A Solar orbiter spacecraft jointly developed by the US and European Space Agency has successfully completed its first Venus flyby. It is one of many flybys assisted by the planet’s gravity. The spacecraft will make a close approach to Sun and study it from high-latitudes. It will provide images of the uncharted polar regions. With the completion of the latest flyby, the probe has tilted its orbit. It will provide the spacecraft to observe the Sun from different perspectives. The spacecraft made a close approach to Venus at 12:39 Coordinated Universal Time on December 27. The spacecraft was jointly launched by NASA and the ESA in February 2020.
The two space agencies have selected the Solar Orbiter’s path around the Sun in resonance with Venus. The ESA said that the spacecraft will return to Venus’ vicinity every few orbits. It will use the gravity of Venus to alter its orbit every time. Its next encounter with Venus will take place in August 2021. The spacecraft’s each encounter with the planet will boost its orbital inclination. As per the prediction, it will make the first solar pass by 2025. The spacecraft’s inclination will be at 17 degrees when it passes the Sun. It will then increase to 33 degrees by 2029. The greater inclination will bring the probe closer to the polar regions. It will offer a direct view.

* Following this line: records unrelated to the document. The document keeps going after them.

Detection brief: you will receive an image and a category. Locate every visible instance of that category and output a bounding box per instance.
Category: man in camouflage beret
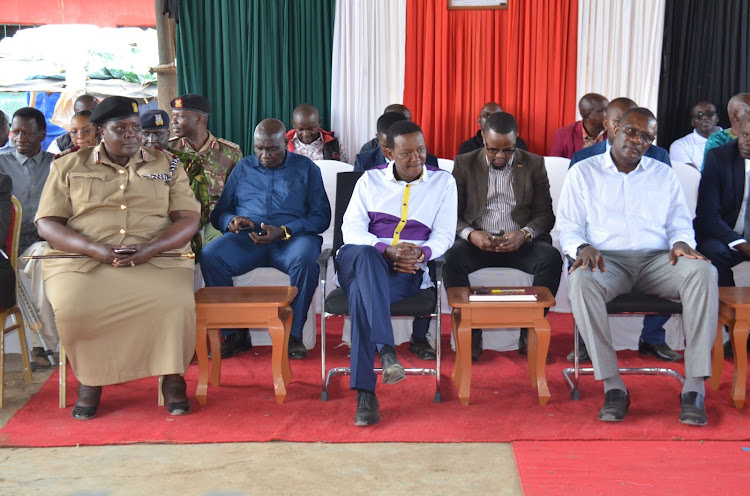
[169,93,242,251]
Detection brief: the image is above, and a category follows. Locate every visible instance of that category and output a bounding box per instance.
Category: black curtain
[657,0,750,149]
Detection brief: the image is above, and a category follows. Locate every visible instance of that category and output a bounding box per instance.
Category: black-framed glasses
[619,125,655,145]
[485,144,516,157]
[691,111,717,120]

According to the ESA, this will be the first time when a spacecraft will click pictures of the Sun’s polar regions. A detailed study of the pictures transmitted by the spacecraft will be crucial in understanding how the Sun works. The agency said that it wants to investigate the Sun-Earth connection and expects that the data will help clear the concept. It also said that the success of the probe will let scientists predict more accurately the periods of space weather. Meanwhile, scientists expect that the Solar Orbiter will make some observations about Venus as well. They are hopeful that it will bring some unprecedented data related to the planet and of course the Sun.